L’initiative ne distribue pas uniquement de la nourriture. “Lebanon of Tomorrow” utilise les réseaux sociaux pour offrir des fournitures médicales essentielles, et ainsi, aider les hôpitaux qui sont en première ligne de l‘épidémie de coronavirus. Après avoir parlé à des médecins locaux, Tareck a collecté des fonds pour faire don d’un appareil de réanimation cardio-pulmonaire, et ainsi réduire les contacts physiques avec les patients.

“Attraper le virus, c’est quelque chose de vraiment effrayant en ce moment, raconte Tareck Karam. C’est pourquoi les gens s’abstiennent d’aller aux urgences autant qu’ils le peuvent, mais dans les cas d’accident cardiovasculaire, c’est inévitable. Cette machine permet de réduire le personnel travaillant sur chaque cas de 11 à 1. Notre deuxième action sera de proposer gratuitement des tests COVID pour les personnes âgées.”

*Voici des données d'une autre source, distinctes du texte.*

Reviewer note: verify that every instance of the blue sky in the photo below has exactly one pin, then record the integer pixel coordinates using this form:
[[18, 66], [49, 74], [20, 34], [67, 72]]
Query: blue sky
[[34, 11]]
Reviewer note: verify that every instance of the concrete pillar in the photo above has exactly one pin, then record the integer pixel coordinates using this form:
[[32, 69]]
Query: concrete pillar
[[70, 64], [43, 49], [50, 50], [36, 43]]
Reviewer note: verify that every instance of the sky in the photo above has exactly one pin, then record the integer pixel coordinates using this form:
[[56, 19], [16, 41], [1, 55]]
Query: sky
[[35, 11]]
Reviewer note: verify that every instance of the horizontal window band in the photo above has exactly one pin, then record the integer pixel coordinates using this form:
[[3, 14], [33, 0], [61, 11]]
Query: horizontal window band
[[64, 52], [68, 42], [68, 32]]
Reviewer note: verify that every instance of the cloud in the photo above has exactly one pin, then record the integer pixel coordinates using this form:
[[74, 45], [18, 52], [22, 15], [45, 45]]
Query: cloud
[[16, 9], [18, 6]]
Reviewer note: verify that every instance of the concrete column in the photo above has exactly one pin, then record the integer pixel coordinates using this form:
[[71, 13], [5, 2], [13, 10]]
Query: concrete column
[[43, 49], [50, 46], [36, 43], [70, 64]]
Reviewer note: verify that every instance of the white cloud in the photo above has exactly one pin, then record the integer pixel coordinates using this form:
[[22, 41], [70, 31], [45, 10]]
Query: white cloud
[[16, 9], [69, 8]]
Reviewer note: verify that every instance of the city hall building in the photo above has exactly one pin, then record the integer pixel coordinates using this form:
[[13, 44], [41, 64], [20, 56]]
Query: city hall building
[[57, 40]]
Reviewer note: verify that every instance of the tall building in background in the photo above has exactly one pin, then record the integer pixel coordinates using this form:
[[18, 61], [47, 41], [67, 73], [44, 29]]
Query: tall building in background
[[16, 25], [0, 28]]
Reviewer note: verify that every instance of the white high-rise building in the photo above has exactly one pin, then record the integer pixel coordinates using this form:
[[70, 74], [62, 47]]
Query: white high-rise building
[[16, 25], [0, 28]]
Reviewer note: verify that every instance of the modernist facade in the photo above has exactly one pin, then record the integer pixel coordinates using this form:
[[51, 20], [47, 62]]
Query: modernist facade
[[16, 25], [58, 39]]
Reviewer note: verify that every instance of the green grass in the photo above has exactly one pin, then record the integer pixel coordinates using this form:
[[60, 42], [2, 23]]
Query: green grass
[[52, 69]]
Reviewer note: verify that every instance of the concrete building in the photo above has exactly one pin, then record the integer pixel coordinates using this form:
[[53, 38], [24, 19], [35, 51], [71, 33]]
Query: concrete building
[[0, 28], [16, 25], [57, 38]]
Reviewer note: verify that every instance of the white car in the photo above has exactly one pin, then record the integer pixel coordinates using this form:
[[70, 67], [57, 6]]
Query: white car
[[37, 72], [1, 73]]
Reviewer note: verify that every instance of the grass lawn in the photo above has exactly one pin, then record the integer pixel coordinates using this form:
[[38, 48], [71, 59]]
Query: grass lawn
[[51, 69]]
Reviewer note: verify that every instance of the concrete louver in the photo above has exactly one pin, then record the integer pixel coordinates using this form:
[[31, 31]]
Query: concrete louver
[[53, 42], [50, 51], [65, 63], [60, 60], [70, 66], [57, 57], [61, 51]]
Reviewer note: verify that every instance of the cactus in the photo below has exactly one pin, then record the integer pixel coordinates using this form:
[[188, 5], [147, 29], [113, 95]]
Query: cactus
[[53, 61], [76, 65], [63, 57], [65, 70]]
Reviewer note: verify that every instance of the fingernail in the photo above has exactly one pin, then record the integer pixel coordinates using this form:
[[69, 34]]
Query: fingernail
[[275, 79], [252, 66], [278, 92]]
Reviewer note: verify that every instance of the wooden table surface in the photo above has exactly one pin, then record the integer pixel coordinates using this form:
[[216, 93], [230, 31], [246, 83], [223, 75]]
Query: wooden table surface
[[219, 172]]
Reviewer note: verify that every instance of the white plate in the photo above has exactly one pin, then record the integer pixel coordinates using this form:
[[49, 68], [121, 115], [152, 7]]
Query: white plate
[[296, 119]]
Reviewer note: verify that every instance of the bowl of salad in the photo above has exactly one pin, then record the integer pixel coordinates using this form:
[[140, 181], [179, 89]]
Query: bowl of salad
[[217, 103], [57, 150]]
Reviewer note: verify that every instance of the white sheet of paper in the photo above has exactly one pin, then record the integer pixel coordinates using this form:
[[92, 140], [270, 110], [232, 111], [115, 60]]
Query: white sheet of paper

Les personnes âgées sont l’un des groupes les plus vulnérables, non seulement au Covid-19, mais aussi au risque de pauvreté. Une autre initiative locale, Beit el Baraka, se concentre donc sur leur situation.

Sa fondatrice, Maya Ibrahimchah, veut combler le vide laissé par l‘État, qui n’apporte que peu de soutien. Beit el Baraka gère un supermarché gratuit où les personnes âgées peuvent choisir les produits dont elles ont le plus besoin tout en conservant leur indépendance.

“Le gouvernement ne fait rien pour nous. Ici, ils prennent soin de tous ceux qui viennent, pas seulement moi, tout le monde”, témoigne l’une des bénéficiaires du supermarché, Kohari Kamamiam.

L’initiative aide également à payer le loyer et les factures pour éviter que les retraités ne se retrouvent à la rue. Elle organise aussi des activités sociales pour lutter contre la solitude et encourager l’exercice physique. “Les gens qui rejoignent Beit el Baraka ne sont pas seulement là pour bénéficier de la nourriture ou des soins de santé, ils sont aussi là pour faire partie du maillage social que nous tissons autour de toutes ces collectivités, afin qu’elles s’entraident”, estime Maya Ibrahimchah.

En attendant que l’économie ne montre des signes de reprise, il appartiendra aux initiatives comme celle-ci d’inciter les Libanais à se soutenir mutuellement et à travailler ensemble pour un avenir meilleur.